A structured set of objections, weighed in public.

Desk editor's note, referee report, simulated authors' rebuttal, and a circularity audit. Tearing a paper down is the easy half of reading it; the pith above is the substance, this is the friction.

Referee Report

1 major / 1 minor

Summary. The paper proposes design guidelines for a probabilistic programming facility suitable for deployment as part of a production software system. As a reference implementation, it introduces Infergo for the Go language, shares implementation choices and techniques, illustrates applicability via case studies, and evaluates performance on benchmarks against dedicated inference-centric frameworks. The authors argue that a similar facility can be added to most modern general-purpose programming languages.

Significance. If the design guidelines and implementation techniques are shown to be portable, the work could provide a practical path for embedding probabilistic inference in production systems across languages, with the sharing of concrete techniques from Infergo and the benchmark comparisons serving as useful contributions.

major comments (1)
  1. [Abstract] Abstract: the central claim that 'a similar probabilistic programming facility can be added to most modern general-purpose programming languages' is asserted on the basis of the Go implementation alone; no concrete adaptation examples, required language features (e.g., reflection or interface mechanisms), or runtime-cost analysis for languages with different type systems or concurrency models are supplied, rendering the generality conclusion dependent on an unverified extrapolation.
minor comments (1)
  1. [Abstract] Abstract: the text asserts 'benchmark evaluations' and 'case studies' but supplies no methods, results, or derivation details, which prevents verification of the applicability claims from the provided text.

Simulated Author's Rebuttal

1 responses · 0 unresolved

We thank the referee for the careful review and constructive feedback. We respond to the major comment below.

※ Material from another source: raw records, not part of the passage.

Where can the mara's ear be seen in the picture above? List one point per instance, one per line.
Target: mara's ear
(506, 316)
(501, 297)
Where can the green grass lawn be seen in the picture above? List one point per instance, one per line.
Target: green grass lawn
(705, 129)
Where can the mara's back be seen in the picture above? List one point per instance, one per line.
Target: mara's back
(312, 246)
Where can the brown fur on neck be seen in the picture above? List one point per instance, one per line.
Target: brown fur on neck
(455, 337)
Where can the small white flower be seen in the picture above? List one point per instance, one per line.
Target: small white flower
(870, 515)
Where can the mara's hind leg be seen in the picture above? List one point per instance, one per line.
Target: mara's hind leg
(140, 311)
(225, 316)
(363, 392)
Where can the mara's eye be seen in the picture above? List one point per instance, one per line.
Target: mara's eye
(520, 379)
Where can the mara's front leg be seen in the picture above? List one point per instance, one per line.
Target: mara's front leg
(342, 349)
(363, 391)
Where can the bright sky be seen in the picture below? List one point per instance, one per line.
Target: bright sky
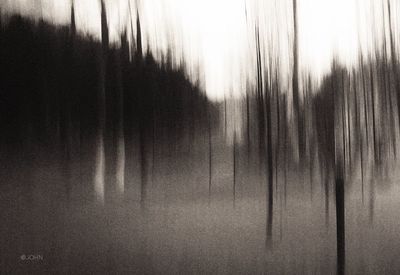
(216, 37)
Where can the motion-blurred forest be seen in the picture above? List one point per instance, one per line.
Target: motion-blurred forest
(64, 93)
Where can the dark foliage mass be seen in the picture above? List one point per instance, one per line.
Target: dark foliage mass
(56, 84)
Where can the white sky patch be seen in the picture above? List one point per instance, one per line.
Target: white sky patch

read point-by-point responses
  1. Referee: [Abstract] Abstract: the central claim that 'a similar probabilistic programming facility can be added to most modern general-purpose programming languages' is asserted on the basis of the Go implementation alone; no concrete adaptation examples, required language features (e.g., reflection or interface mechanisms), or runtime-cost analysis for languages with different type systems or concurrency models are supplied, rendering the generality conclusion dependent on an unverified extrapolation.

    Authors: We agree that the generality claim rests on extrapolation from the Go implementation and the design guidelines. The manuscript presents those guidelines as portable and shares concrete techniques from Infergo (e.g., use of interfaces for model abstraction and automatic differentiation) to aid adaptation, but supplies neither concrete porting examples nor cross-language runtime analysis. In revision we will qualify the abstract statement to read that the guidelines indicate such a facility can be added to languages possessing comparable abstraction and runtime mechanisms, and we will add a short discussion of the minimal language features required (interfaces or equivalent, reflection or code generation for differentiation). revision: partial

Circularity Check

0 steps flagged

No significant circularity in derivation chain

full rationale

The paper proposes design guidelines for a deployable probabilistic programming facility and demonstrates them through the Infergo implementation in Go, along with case studies and benchmark comparisons to other frameworks. No mathematical derivations, equations, or predictions are present that reduce to fitted inputs or self-definitions by construction. The generality claim to most modern languages is an explicit argument from the reference implementation rather than a self-citation chain, uniqueness theorem, or ansatz smuggled via prior work. The derivation is self-contained as a design and engineering proposal supported by concrete code-level choices and performance data.

Axiom & Free-Parameter Ledger

0 free parameters · 0 axioms · 0 invented entities

Abstract-only review; no free parameters, axioms, or invented entities are identifiable from the provided text.